PostgreSql: I can’t say anything about it, I haven’t tried it yet on live servers, though it’s praised a lot.
Let’s forget about databases for a moment, though. Do we really need them for a simple, non-combined fulltext search-data retrieval cycle? Of course not.
Index the data, which in this case comes from a database, may it be from a simple table or the result of a complex multi-join query, store the index, query the standalone search daemon, cache the data for results, use a high-troughput (or should I say low-overhead?) http server, and voilá, it’s done. So much for the recipe. Now look at the components more closely
First ingredient: MySQL/PostgreSql/some other data source. That’s easy. We already have our precious and massive amount of data there.
Second ingredient: Sphinx. Get it here. Yes, I know, it’s new, it’s fresh, it’s immature. You’re free to use any well-tested, mature indexer. Sphinx worked for me fine, though. And it’s fast. Very fast. Tell it to index your data, choose the primary key it returns with the results, choose your attributes, then do the indexing. When done, launch searchd.

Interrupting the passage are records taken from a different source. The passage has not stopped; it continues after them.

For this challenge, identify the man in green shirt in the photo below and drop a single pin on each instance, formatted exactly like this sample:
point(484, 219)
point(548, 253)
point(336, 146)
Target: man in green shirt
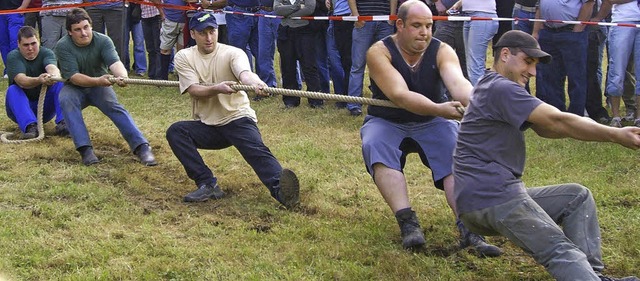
point(29, 68)
point(85, 57)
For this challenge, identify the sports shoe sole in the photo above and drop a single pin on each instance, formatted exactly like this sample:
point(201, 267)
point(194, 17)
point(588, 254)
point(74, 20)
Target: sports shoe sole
point(290, 188)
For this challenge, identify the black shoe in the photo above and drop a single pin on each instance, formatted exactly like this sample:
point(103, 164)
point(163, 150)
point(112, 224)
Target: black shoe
point(628, 278)
point(145, 155)
point(355, 111)
point(31, 132)
point(288, 191)
point(468, 238)
point(412, 236)
point(88, 157)
point(204, 193)
point(61, 129)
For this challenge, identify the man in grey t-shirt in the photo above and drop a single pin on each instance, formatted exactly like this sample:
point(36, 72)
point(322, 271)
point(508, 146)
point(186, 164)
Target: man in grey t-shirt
point(558, 224)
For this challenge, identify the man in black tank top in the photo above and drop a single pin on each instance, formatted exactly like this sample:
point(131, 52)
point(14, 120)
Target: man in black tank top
point(409, 69)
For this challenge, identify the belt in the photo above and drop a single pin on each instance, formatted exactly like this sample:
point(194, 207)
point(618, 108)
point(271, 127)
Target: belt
point(251, 9)
point(564, 28)
point(524, 8)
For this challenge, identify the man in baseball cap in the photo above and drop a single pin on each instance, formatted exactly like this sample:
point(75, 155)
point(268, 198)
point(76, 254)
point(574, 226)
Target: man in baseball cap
point(556, 224)
point(223, 116)
point(202, 20)
point(525, 42)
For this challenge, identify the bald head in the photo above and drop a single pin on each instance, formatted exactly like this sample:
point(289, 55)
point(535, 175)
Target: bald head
point(414, 7)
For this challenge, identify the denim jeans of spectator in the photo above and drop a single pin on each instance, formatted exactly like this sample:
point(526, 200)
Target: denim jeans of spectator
point(329, 65)
point(151, 30)
point(53, 28)
point(569, 63)
point(362, 39)
point(595, 51)
point(186, 137)
point(23, 111)
point(342, 36)
point(557, 225)
point(299, 45)
point(243, 32)
point(625, 42)
point(477, 34)
point(9, 26)
point(139, 56)
point(450, 32)
point(74, 99)
point(268, 32)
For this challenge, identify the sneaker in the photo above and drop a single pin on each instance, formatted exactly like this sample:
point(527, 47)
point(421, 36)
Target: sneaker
point(412, 236)
point(204, 193)
point(355, 111)
point(145, 155)
point(468, 238)
point(628, 278)
point(630, 116)
point(88, 157)
point(61, 129)
point(288, 191)
point(31, 132)
point(616, 122)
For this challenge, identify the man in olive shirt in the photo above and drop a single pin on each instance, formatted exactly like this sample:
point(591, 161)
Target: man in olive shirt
point(84, 58)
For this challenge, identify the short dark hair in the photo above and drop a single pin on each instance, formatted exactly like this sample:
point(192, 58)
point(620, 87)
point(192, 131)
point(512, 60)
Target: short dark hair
point(75, 16)
point(27, 32)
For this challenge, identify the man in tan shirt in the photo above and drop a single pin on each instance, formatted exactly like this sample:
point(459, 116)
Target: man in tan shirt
point(223, 116)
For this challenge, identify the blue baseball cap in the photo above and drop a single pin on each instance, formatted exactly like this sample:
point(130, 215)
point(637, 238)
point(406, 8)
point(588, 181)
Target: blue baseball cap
point(202, 20)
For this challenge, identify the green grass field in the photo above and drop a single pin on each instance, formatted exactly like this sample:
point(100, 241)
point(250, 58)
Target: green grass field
point(118, 220)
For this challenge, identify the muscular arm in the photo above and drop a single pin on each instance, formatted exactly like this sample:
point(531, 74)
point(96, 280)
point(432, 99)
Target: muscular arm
point(451, 73)
point(27, 82)
point(549, 122)
point(395, 88)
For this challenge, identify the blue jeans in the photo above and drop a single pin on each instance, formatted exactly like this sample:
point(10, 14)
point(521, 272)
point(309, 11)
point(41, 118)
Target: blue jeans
point(151, 30)
point(570, 252)
point(186, 137)
point(139, 56)
point(476, 35)
point(569, 52)
point(243, 31)
point(268, 32)
point(74, 99)
point(329, 65)
point(626, 42)
point(593, 105)
point(9, 26)
point(23, 111)
point(526, 26)
point(363, 38)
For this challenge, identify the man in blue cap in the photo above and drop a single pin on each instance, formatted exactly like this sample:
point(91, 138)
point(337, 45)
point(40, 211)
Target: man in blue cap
point(556, 224)
point(223, 116)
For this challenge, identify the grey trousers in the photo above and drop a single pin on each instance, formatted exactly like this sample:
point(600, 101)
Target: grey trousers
point(556, 224)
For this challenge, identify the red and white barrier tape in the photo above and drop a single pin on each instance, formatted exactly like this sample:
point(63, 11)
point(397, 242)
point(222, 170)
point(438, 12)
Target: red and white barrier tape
point(336, 18)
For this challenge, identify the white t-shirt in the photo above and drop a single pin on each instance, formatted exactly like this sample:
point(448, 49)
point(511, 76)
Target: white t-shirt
point(487, 6)
point(225, 63)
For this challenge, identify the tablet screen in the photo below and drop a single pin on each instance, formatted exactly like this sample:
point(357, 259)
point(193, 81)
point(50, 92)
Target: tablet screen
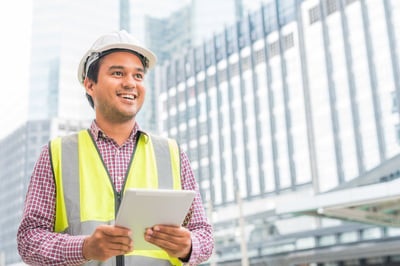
point(144, 208)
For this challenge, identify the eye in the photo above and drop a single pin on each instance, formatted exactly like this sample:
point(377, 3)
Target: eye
point(139, 76)
point(118, 73)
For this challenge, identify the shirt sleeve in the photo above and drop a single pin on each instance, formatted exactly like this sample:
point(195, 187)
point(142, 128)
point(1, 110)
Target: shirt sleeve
point(196, 220)
point(37, 242)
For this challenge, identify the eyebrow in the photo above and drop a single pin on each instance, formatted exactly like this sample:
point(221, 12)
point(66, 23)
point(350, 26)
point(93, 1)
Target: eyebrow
point(122, 67)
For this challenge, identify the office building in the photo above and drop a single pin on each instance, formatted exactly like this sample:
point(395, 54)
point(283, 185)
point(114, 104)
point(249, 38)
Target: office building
point(18, 154)
point(296, 103)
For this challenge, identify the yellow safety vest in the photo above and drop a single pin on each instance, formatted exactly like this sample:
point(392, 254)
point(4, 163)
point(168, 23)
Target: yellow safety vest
point(85, 194)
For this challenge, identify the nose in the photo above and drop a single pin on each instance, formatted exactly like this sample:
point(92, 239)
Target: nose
point(129, 82)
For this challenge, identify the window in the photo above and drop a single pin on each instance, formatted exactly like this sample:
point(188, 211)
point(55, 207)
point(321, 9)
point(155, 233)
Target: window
point(331, 6)
point(348, 2)
point(315, 14)
point(288, 41)
point(273, 49)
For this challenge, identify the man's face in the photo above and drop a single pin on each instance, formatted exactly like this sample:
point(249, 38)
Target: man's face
point(119, 92)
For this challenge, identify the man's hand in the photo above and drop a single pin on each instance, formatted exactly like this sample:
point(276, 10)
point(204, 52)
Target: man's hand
point(175, 240)
point(107, 241)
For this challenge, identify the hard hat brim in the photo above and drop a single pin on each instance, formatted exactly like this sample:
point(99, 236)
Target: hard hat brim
point(151, 57)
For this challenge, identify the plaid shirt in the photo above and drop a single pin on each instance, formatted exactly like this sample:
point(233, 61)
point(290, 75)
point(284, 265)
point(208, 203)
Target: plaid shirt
point(39, 245)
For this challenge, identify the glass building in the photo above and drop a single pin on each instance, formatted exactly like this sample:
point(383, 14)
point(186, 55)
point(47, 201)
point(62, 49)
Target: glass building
point(299, 98)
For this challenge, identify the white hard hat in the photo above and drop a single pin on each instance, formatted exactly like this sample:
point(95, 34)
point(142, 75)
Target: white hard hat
point(114, 40)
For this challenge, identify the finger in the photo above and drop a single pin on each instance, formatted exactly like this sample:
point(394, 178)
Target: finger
point(116, 231)
point(167, 229)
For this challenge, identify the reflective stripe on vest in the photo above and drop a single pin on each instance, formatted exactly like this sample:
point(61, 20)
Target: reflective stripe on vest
point(85, 194)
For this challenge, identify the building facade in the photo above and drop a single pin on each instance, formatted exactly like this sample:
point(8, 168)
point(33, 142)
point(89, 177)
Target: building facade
point(296, 99)
point(18, 154)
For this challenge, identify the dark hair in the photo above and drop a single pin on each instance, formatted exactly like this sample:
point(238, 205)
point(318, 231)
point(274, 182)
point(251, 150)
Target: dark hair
point(93, 71)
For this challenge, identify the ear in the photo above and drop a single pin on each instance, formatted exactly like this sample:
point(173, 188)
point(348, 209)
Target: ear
point(89, 86)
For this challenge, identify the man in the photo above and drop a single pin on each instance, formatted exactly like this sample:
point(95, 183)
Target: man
point(78, 180)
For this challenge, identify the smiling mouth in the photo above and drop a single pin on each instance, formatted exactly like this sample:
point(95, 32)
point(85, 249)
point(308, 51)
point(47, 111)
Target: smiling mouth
point(128, 96)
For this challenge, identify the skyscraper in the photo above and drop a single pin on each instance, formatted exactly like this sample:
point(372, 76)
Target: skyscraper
point(296, 99)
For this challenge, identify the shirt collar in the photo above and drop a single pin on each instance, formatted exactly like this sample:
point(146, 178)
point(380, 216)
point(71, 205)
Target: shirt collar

Third ingredient: Memcached. Our old friend can be found here. Everybody knows memcached. Everybody loves memcached. If you don’t know it yet, don’t waste your time with my blog post, go and get to know it. It can become your very best friend in no time. Now use it as a mirror of our indexed data – store the data by the same key sphinx returns for its search hits.
Fourth ingredient: Ah, at last, the super-fast webserver. If you’ve seen my blog before, you have probably already guessed what’s coming: Thin. I won’t say much about it now, read my older post or
use ye olde faithful google. This is good. Thin is really simple. Thin is fast. Thin scales well with multiple cores, processors, servers. Thin won’t be the bottleneck of your software architecture. Thin can be the nexus which connects your users’ searches, sphinx and memcache.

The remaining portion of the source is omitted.